Ironically enough his greatest successes seem to have been with florists’ flowers – tea roses, outdoor carnations, and violas in the more formal beds, and hybrid water-lilies in his ponds. His own records (not the sumptuously produced Gravetye Manor (1911) based on them) show his severe limitations as well as his successes.

Robinson’s attempts at farming ended in failure; this alone tempts one to compare him with J. C. Loudon, whose career was launched by his success in agriculture. Nor, it seems, in spite of his wealth and acres, was he so successful a cultivator of garden plants as the Loudons, with their 2,000 species thriving in Bayswater. Nor did he leave any enduring monument such as Arboretum. Gravetye itself, on his death, when times had changed, proved an unsalable property.

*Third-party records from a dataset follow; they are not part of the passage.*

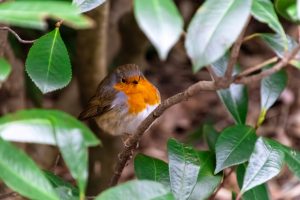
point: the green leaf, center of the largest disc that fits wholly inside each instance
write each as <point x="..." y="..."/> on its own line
<point x="234" y="146"/>
<point x="32" y="14"/>
<point x="37" y="126"/>
<point x="283" y="7"/>
<point x="274" y="41"/>
<point x="149" y="168"/>
<point x="271" y="88"/>
<point x="87" y="5"/>
<point x="5" y="70"/>
<point x="211" y="136"/>
<point x="235" y="98"/>
<point x="48" y="63"/>
<point x="75" y="154"/>
<point x="265" y="162"/>
<point x="137" y="190"/>
<point x="214" y="28"/>
<point x="257" y="193"/>
<point x="64" y="190"/>
<point x="22" y="175"/>
<point x="183" y="168"/>
<point x="292" y="159"/>
<point x="263" y="11"/>
<point x="161" y="22"/>
<point x="207" y="182"/>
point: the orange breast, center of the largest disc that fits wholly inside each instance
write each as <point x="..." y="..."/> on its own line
<point x="139" y="95"/>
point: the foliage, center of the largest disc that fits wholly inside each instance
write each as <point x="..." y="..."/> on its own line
<point x="189" y="173"/>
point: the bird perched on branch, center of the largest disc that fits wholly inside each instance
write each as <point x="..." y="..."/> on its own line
<point x="124" y="98"/>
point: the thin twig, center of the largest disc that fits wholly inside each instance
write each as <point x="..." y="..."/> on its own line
<point x="258" y="67"/>
<point x="235" y="51"/>
<point x="212" y="197"/>
<point x="133" y="140"/>
<point x="283" y="62"/>
<point x="16" y="35"/>
<point x="212" y="73"/>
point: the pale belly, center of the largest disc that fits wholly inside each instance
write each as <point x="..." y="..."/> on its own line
<point x="122" y="123"/>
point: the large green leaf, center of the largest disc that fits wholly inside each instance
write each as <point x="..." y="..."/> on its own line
<point x="271" y="88"/>
<point x="274" y="41"/>
<point x="21" y="174"/>
<point x="287" y="9"/>
<point x="263" y="11"/>
<point x="161" y="22"/>
<point x="234" y="146"/>
<point x="235" y="98"/>
<point x="137" y="190"/>
<point x="207" y="182"/>
<point x="150" y="168"/>
<point x="87" y="5"/>
<point x="183" y="168"/>
<point x="257" y="193"/>
<point x="5" y="70"/>
<point x="214" y="28"/>
<point x="265" y="162"/>
<point x="211" y="136"/>
<point x="32" y="14"/>
<point x="64" y="189"/>
<point x="48" y="63"/>
<point x="37" y="126"/>
<point x="292" y="159"/>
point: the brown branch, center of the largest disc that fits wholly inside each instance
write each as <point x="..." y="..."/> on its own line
<point x="16" y="35"/>
<point x="132" y="142"/>
<point x="235" y="52"/>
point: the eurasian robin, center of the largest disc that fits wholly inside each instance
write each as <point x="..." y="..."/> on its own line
<point x="123" y="99"/>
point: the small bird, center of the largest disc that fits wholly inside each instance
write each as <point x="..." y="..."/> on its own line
<point x="123" y="99"/>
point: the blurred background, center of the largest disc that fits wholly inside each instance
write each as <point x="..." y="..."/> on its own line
<point x="117" y="40"/>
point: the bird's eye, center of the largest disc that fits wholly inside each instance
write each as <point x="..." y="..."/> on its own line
<point x="135" y="82"/>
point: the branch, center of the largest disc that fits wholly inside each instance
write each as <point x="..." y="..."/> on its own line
<point x="235" y="51"/>
<point x="132" y="142"/>
<point x="16" y="35"/>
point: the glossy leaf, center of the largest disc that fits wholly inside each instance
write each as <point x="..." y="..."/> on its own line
<point x="234" y="146"/>
<point x="32" y="14"/>
<point x="271" y="88"/>
<point x="161" y="22"/>
<point x="64" y="189"/>
<point x="37" y="126"/>
<point x="87" y="5"/>
<point x="274" y="41"/>
<point x="235" y="98"/>
<point x="211" y="136"/>
<point x="137" y="190"/>
<point x="263" y="11"/>
<point x="48" y="63"/>
<point x="265" y="162"/>
<point x="5" y="70"/>
<point x="283" y="7"/>
<point x="257" y="193"/>
<point x="207" y="182"/>
<point x="183" y="168"/>
<point x="149" y="168"/>
<point x="22" y="175"/>
<point x="292" y="159"/>
<point x="214" y="28"/>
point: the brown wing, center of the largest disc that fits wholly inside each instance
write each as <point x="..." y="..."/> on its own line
<point x="100" y="103"/>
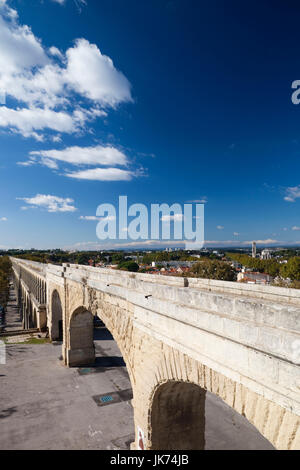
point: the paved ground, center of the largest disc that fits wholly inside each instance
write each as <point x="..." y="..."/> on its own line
<point x="44" y="405"/>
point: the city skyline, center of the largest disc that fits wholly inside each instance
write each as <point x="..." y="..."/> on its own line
<point x="152" y="102"/>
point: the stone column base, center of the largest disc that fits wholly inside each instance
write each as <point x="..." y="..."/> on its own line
<point x="80" y="357"/>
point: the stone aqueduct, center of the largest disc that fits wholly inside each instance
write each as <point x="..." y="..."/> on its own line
<point x="179" y="338"/>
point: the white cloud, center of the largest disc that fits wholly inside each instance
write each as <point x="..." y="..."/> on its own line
<point x="102" y="174"/>
<point x="28" y="121"/>
<point x="175" y="218"/>
<point x="199" y="201"/>
<point x="98" y="155"/>
<point x="292" y="193"/>
<point x="93" y="217"/>
<point x="93" y="75"/>
<point x="48" y="84"/>
<point x="49" y="202"/>
<point x="89" y="217"/>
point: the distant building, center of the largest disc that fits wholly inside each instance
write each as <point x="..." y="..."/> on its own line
<point x="254" y="278"/>
<point x="265" y="254"/>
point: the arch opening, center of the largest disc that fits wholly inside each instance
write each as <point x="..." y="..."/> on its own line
<point x="81" y="342"/>
<point x="56" y="333"/>
<point x="186" y="417"/>
<point x="107" y="352"/>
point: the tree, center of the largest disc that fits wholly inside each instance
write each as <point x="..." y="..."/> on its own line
<point x="214" y="269"/>
<point x="291" y="269"/>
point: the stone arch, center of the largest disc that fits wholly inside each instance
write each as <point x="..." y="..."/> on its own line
<point x="56" y="328"/>
<point x="184" y="416"/>
<point x="178" y="417"/>
<point x="276" y="424"/>
<point x="81" y="350"/>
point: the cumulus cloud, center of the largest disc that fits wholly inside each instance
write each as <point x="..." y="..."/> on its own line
<point x="49" y="202"/>
<point x="174" y="217"/>
<point x="88" y="217"/>
<point x="102" y="174"/>
<point x="199" y="201"/>
<point x="292" y="193"/>
<point x="97" y="155"/>
<point x="48" y="83"/>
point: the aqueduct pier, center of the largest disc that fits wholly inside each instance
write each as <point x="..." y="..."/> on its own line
<point x="179" y="338"/>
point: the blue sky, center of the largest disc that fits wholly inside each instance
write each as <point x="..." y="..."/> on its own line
<point x="162" y="101"/>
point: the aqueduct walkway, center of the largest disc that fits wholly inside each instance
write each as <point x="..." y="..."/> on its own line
<point x="179" y="338"/>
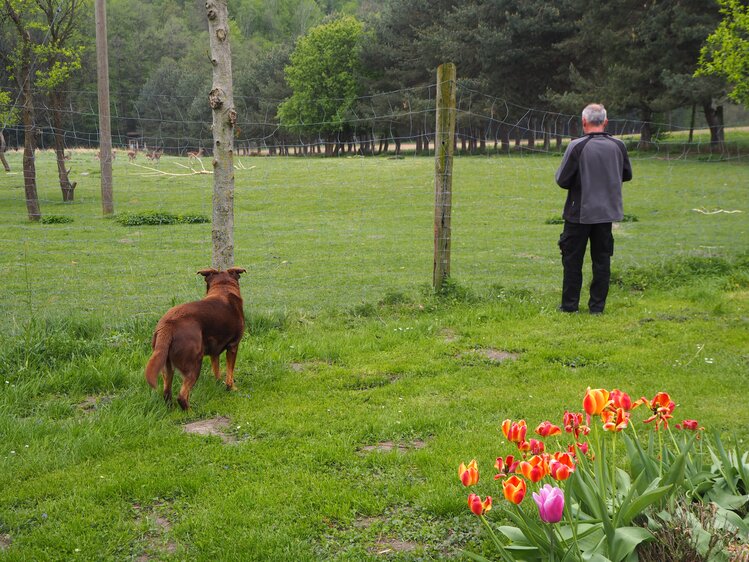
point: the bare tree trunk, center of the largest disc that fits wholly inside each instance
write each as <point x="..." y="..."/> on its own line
<point x="68" y="188"/>
<point x="29" y="147"/>
<point x="221" y="100"/>
<point x="714" y="118"/>
<point x="2" y="152"/>
<point x="29" y="130"/>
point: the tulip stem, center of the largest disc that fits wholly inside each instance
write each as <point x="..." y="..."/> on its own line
<point x="496" y="540"/>
<point x="613" y="475"/>
<point x="552" y="543"/>
<point x="573" y="524"/>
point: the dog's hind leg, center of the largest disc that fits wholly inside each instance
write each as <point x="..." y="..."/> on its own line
<point x="215" y="366"/>
<point x="188" y="381"/>
<point x="168" y="377"/>
<point x="231" y="359"/>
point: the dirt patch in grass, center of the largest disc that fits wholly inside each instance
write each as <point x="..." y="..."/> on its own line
<point x="492" y="355"/>
<point x="214" y="426"/>
<point x="157" y="544"/>
<point x="92" y="403"/>
<point x="388" y="446"/>
<point x="386" y="546"/>
<point x="449" y="335"/>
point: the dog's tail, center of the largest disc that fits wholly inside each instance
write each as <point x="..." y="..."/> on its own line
<point x="162" y="340"/>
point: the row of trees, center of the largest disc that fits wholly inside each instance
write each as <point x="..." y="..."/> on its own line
<point x="329" y="71"/>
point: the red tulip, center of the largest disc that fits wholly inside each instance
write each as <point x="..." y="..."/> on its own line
<point x="505" y="466"/>
<point x="514" y="432"/>
<point x="661" y="407"/>
<point x="536" y="447"/>
<point x="469" y="475"/>
<point x="691" y="425"/>
<point x="558" y="470"/>
<point x="621" y="400"/>
<point x="547" y="429"/>
<point x="534" y="468"/>
<point x="514" y="489"/>
<point x="616" y="420"/>
<point x="573" y="423"/>
<point x="477" y="506"/>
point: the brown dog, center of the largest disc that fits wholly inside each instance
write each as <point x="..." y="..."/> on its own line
<point x="188" y="332"/>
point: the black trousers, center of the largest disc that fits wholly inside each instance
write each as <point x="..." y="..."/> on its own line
<point x="573" y="243"/>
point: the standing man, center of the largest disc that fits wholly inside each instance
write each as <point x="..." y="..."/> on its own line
<point x="592" y="170"/>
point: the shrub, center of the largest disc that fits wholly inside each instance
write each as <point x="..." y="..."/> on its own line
<point x="158" y="218"/>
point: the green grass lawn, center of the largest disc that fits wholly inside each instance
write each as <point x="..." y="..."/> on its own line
<point x="359" y="392"/>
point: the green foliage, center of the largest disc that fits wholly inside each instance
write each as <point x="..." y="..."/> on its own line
<point x="726" y="52"/>
<point x="8" y="112"/>
<point x="56" y="219"/>
<point x="612" y="508"/>
<point x="324" y="77"/>
<point x="158" y="218"/>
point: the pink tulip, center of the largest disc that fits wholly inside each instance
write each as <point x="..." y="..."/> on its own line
<point x="550" y="502"/>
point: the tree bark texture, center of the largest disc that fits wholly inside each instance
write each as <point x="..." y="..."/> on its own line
<point x="29" y="129"/>
<point x="6" y="166"/>
<point x="221" y="100"/>
<point x="105" y="125"/>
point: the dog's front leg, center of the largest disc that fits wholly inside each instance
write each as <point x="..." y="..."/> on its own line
<point x="215" y="366"/>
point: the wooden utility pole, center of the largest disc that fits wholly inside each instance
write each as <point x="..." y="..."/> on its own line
<point x="221" y="100"/>
<point x="105" y="128"/>
<point x="444" y="147"/>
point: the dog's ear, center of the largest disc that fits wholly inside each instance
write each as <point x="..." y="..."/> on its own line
<point x="236" y="272"/>
<point x="207" y="272"/>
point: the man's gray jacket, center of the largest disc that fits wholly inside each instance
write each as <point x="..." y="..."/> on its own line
<point x="592" y="170"/>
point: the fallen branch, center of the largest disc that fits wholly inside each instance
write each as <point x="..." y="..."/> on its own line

Robinson was one of the great figures in garden history, but as time passes it seems a little difficult to explain precisely why. As I have said, it is profitless to discuss what form later stages flower gardening would have taken if Miss Jekyll had not call at his office. In 1899 Robinson retired from the editorial chair of The Garden and, jointly with E. T. Cook, she succeeded him. She herself retired in 1902, leaving Cook in charge. The paper ceased in 1927.

A word should be said about the last of the Robinsonian publications, the costly and extravagantly produced Flora and Sylva, which lasted for only three years, from 1903 to 1905. There is much of it that is interesting, but neither its contents nor its lavish production achieved the high quality at which Robinson aimed.

This was particularly so with the many colour plates, mostly by Henry George Moon (1857-1905).* [*The popular tulip ‘Mrs. Moon’ was named after his wife, a daughter of H. F. C. Sander, the orchid-grower.] This painter was long associated with Robinson. Competent and facile, his pleasant work is entirely without any quality of liveliness combined with botanical understanding, those two prerequisites of such colour plates. His work, and the kind of flowers that he painted, have, however, already acquired a rather undistinguished tone recalling their period. It can be said in mitigation that his painting was gayer than the figures of the reliable and industrious G. Worthinton Smith (1835-1917), who from 1875 to 1910 provided a regular flow of drawings for The Gardener’s Chronicle, of monotonous accuracy combined with a peculiar feeling of staleness that was no doubt increased by the now debased mechanics of wood engraving. We must face a fact that Robinson would not: the halftone reproduction of a photograph was fast replacing the work the botanical artist, who became an unessential luxury.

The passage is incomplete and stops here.